Pace-Setting Leadership: an Alternative Approach

Pace-setting, in comparison to the more mentorship-aligned coaching method, is vastly different. While it would be disingenuous to categorize them as diametrically opposed (both strategies are concerned with getting the most from workers when it comes to efficiency and productivity), when it comes to pace-setting leadership styles, the focus is on high-quality immediate results much more than future ones.

A manager adept at pace-setting typically rolls up their proverbial sleeves and jumps into the trenches next to his or her team members. Leading by example, these leaders are excellent when working with a well-established team of workers that are highly skilled and need little in the way of micro-management. A pace-setter has trust in his or her team, providing them leeway when it comes to self-direction, which allows these highly experienced workers to produce results quickly without being bogged down by administrative concerns.

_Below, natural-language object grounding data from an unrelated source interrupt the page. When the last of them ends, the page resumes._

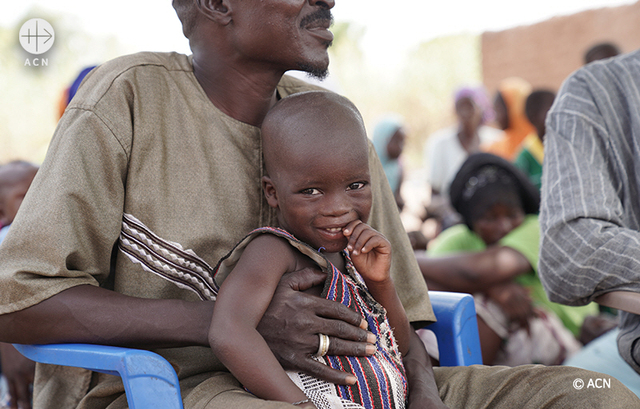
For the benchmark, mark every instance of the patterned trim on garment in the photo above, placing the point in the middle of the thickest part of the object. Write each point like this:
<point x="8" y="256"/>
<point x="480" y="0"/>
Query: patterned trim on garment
<point x="381" y="378"/>
<point x="166" y="259"/>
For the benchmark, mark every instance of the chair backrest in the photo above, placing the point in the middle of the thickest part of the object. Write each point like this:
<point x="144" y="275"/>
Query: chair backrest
<point x="456" y="329"/>
<point x="150" y="382"/>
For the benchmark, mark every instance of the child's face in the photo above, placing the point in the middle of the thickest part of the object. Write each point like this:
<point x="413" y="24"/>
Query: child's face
<point x="319" y="192"/>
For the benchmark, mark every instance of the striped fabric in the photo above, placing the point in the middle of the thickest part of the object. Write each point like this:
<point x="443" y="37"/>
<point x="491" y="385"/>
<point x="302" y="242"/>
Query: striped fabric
<point x="590" y="213"/>
<point x="381" y="378"/>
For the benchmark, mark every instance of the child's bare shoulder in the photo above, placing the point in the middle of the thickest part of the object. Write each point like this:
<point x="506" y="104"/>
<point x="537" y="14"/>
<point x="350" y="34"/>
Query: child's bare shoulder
<point x="277" y="250"/>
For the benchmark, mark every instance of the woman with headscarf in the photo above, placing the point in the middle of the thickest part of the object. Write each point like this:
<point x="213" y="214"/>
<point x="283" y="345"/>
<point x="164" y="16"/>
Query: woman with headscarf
<point x="509" y="107"/>
<point x="494" y="255"/>
<point x="448" y="148"/>
<point x="388" y="138"/>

As with coaching, however, pace-setting has some drawbacks as well. Extensive use of pace-setting, because of its focus on high productivity, can be overwhelming and lead to increased burnout on longer projects. It also tends to discourage innovation and experimentation, which means that research and development teams are some of the least suited to pace-setting, even if they are otherwise highly productive.

Choosing the Appropriate Leadership Style

It’s fairly clear that the leadership style you adopt is highly dependent on the type of team you’re leading and the type of projects they’re working on; even the most well-oiled machine of a team may need a breather now and again to work on skill development. There’s a time and a place for both coaching and pace-setting, and it’s up to you, as an effective manager, to know when to use one style and strategy over another.